A fair question owners ask is whether routine screening ultrasounds would catch it early in at-risk breeds. Honestly, the picture is mixed. A scan is a snapshot — a tumour can be too small to see at one check and life-threatening three months later — and not every splenic mass is cancer (many are benign). Screening is reasonable to discuss for an older Shepherd, particularly as part of the thorough senior work-ups I cover in annual wellness exams for herding breeds, but I won’t oversell it as a guarantee. Vigilance for the warning episodes is, frustratingly, often more useful than calendar-based scanning.
The Broader Cancer Checklist for the Breed
Hemangiosarcoma is the dramatic one, but herding owners should keep a general cancer-awareness checklist in mind, because most other cancers do give you a slower warning if you’re watching. The classic signs worth a vet visit:
- Lumps and bumps that are new, growing, or changing — particularly any that change quickly. Get them checked rather than monitored indefinitely.
- Persistent lameness that doesn’t fit an obvious injury, which in a large breed can occasionally signal bone cancer.
- Unexplained weight loss despite a normal appetite.
- Sores that won’t heal, or unusual bleeding or discharge.
- Changes in appetite, toileting, stamina, or breathing that persist.
None of these means cancer on its own — most lumps are benign, most limps are orthopaedic.
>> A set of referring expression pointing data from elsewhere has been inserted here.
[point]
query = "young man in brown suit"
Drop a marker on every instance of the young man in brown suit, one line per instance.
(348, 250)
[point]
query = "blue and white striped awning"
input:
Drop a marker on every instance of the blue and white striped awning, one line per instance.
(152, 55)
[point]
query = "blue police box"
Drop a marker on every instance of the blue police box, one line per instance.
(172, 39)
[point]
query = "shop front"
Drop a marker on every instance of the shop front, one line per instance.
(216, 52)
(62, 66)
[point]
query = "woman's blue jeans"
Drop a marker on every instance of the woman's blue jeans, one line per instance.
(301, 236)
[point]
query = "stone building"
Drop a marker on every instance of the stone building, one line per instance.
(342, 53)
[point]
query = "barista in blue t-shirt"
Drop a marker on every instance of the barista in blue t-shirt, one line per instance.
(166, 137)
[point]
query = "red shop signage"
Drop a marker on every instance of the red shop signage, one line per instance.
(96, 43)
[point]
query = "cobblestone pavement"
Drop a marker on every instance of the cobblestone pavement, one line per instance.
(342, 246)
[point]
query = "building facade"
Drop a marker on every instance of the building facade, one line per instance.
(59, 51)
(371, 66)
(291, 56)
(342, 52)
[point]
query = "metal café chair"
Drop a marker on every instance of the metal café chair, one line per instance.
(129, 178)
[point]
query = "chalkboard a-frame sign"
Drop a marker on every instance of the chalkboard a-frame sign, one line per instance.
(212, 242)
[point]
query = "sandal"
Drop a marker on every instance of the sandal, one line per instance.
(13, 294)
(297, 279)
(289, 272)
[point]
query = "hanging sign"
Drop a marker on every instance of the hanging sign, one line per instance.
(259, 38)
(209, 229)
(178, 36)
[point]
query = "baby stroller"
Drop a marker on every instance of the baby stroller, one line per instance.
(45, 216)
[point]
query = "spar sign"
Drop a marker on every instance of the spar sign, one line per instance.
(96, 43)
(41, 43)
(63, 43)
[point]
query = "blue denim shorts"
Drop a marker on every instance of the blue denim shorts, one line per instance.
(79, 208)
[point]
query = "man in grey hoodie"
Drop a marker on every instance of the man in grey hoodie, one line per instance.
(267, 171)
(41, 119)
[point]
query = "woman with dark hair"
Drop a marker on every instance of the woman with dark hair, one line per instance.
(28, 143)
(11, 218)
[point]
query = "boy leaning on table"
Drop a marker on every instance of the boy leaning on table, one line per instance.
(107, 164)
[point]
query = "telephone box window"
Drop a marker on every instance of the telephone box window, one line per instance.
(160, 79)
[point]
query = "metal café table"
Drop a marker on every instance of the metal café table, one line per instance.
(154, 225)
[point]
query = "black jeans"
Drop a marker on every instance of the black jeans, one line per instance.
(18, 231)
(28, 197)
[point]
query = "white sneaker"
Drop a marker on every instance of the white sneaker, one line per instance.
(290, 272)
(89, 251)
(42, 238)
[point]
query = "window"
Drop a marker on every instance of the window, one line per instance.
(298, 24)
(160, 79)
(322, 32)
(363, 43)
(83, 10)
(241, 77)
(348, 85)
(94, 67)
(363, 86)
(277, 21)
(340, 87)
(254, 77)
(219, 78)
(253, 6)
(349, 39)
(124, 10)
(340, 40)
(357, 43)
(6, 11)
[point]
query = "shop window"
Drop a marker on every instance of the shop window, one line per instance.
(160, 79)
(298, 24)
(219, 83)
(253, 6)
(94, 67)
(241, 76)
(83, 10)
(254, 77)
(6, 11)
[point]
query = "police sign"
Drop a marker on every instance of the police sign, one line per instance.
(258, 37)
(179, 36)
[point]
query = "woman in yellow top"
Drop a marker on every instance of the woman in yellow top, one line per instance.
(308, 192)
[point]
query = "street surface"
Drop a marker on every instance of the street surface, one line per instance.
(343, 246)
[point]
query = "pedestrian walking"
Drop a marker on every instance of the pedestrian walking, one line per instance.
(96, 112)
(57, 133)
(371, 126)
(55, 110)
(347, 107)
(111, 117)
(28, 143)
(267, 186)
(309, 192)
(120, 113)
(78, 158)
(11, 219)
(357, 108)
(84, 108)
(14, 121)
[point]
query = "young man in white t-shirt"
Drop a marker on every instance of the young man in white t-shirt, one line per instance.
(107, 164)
The point is that “watch and wait” is the wrong default for a changing lump or an unexplained, persistent symptom in a breed already carrying elevated risk. Early investigation is where the genuinely treatable cancers get caught while they’re still treatable.
An Honest Word on Prognosis
I won’t offer false hope, because owners deserve the truth to make good decisions. For splenic hemangiosarcoma, the prognosis is poor. Emergency surgery to remove a bleeding spleen can save a dog from the immediate crisis, but the cancer has usually already spread microscopically, and even with surgery and chemotherapy, survival is typically measured in months rather than years. Some families choose that fight and value the extra good time it can buy; others choose comfort and dignity. Both are legitimate. What matters is that the decision is made with clear information and not in the panic of a collapse you didn’t see coming.
The Bottom Line
Hemangiosarcoma is silent by nature, and German Shepherds carry more than their share of it. You can’t reliably prevent it, but you can refuse to ignore the warnings: episodic weakness that comes and goes, pale gums, a suddenly swollen belly. Treat those as the emergencies they are, keep up thorough senior check-ups, and get any changing lump looked at early. Awareness won’t beat every cancer — but with this one, it’s very nearly the only weapon you’ve got.